Below are some key facts and information worth noting:

 

  • RRIFs are similar to RRSPs in several respects. Each allows for tax–deferred growth, offers several investment options and are government regulated.

 

  • The major difference between an RRSP and a RRIF is that with an RRSP, you can make annual contributions as long as you have earned income and contribution room available and withdrawals are optional and will be taxed. With a RRIF, contributions are not allowed and you must make minimum mandatory withdrawals each year.

 

  • An RRSP is required to be converted to a retirement income option such as a RRIF by December 31 of the year in which you turn 71. However, you do have the option to convert your RRSP to a RRIF at anytime before then.

 

  • One of the restrictions with a RRIF is that starting in the year after you set up your RRIF account, you must start drawing it down. The minimum you have to take out each year is expressed as a percentage of the assets inside the account and increases as you get older.

 

  • That amount is determined at the beginning of each year by a calculation that uses your age and the market value of the assets in your account as of December 31 of the previous year.

 

  • RRIF payments are considered taxable income in the year they are withdrawn and will be added to your income for tax purposes.
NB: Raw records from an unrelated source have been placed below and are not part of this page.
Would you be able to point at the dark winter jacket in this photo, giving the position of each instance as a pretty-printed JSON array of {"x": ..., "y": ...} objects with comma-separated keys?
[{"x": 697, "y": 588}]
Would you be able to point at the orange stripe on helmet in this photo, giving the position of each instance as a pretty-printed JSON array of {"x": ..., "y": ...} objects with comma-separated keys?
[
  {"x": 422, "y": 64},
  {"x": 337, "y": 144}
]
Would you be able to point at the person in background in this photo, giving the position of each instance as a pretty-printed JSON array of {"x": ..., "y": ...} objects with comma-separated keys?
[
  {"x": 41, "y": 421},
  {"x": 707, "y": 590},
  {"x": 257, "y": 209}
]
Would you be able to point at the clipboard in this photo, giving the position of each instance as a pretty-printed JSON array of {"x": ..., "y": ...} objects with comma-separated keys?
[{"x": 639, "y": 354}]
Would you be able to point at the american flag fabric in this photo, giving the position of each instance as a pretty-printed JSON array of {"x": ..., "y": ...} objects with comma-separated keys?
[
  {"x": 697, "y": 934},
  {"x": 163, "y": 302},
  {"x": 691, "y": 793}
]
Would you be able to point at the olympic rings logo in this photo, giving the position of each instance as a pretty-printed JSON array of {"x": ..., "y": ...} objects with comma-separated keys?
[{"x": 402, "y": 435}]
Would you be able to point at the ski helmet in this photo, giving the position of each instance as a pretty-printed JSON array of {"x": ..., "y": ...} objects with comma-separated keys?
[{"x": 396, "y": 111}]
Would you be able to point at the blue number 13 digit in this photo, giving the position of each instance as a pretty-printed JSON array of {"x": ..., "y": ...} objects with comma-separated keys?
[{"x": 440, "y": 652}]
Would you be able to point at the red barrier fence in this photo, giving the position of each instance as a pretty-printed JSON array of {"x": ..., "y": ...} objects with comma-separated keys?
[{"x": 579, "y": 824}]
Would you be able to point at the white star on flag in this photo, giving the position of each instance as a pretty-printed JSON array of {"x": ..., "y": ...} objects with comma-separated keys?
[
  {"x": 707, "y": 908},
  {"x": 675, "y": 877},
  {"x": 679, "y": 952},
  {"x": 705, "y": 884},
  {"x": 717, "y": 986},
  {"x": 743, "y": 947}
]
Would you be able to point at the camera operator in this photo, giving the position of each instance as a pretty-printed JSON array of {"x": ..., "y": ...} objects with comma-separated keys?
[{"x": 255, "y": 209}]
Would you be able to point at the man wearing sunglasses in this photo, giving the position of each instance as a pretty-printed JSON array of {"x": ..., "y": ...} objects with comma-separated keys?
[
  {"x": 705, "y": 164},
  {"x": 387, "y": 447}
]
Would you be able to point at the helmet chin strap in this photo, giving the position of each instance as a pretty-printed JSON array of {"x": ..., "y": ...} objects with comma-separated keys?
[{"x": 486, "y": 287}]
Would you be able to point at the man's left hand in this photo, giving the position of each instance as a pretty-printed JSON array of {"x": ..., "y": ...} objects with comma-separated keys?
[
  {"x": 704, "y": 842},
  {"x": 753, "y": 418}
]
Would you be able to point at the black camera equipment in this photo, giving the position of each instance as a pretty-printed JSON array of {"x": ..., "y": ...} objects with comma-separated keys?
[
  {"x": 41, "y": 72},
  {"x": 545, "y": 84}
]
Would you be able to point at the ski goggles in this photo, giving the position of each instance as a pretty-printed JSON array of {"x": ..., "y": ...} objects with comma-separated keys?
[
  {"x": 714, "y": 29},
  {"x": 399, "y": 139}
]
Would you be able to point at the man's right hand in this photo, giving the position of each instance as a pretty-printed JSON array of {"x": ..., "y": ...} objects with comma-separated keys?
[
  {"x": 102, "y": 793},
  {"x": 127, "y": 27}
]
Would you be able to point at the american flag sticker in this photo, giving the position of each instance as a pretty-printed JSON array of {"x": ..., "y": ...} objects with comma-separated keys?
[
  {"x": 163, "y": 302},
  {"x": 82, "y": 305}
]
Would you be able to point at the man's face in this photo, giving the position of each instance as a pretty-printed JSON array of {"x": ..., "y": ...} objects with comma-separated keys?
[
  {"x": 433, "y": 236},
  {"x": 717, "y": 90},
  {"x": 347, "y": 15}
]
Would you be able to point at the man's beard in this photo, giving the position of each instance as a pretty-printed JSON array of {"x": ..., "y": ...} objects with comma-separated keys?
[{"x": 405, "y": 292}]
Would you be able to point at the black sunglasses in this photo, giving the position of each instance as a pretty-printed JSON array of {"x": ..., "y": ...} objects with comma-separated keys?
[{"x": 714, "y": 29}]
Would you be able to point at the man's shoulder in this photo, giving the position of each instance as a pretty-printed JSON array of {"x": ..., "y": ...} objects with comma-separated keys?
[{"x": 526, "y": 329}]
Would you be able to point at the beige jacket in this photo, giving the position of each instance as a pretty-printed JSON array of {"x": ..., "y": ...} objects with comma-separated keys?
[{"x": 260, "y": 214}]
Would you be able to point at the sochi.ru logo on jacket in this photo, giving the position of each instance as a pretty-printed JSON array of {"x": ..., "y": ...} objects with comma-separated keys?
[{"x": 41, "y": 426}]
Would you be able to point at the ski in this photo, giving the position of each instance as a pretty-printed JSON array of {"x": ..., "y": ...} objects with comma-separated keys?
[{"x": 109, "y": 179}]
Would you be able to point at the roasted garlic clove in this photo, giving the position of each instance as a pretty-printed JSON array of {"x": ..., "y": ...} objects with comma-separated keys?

RRIFs are extremely flexible - you may make withdrawals as often as you like and you may withdraw over your minimum annual amount.

 

  • You don’t have to wait until age 71 to open a RRIF – and there can be advantages to starting one earlier. For example, you may have retired and want to set up regular withdrawals but find that your financial institution won’t do this with an RRSP as these are savings vehicles and not set up to provide regular income. You may also want to transfer some or all of your RRSP assets to a RRIF at age 65 to take advantage of the $2,000 pension income tax credit.

 

  • If your Spouse is younger than you and you do not need the extra income, you may elect to withdraw based on your Spouse's age which will be calculated at a lower percentage. You must make sure to notify the institution at the start as it is not possible to change after you've set up the account.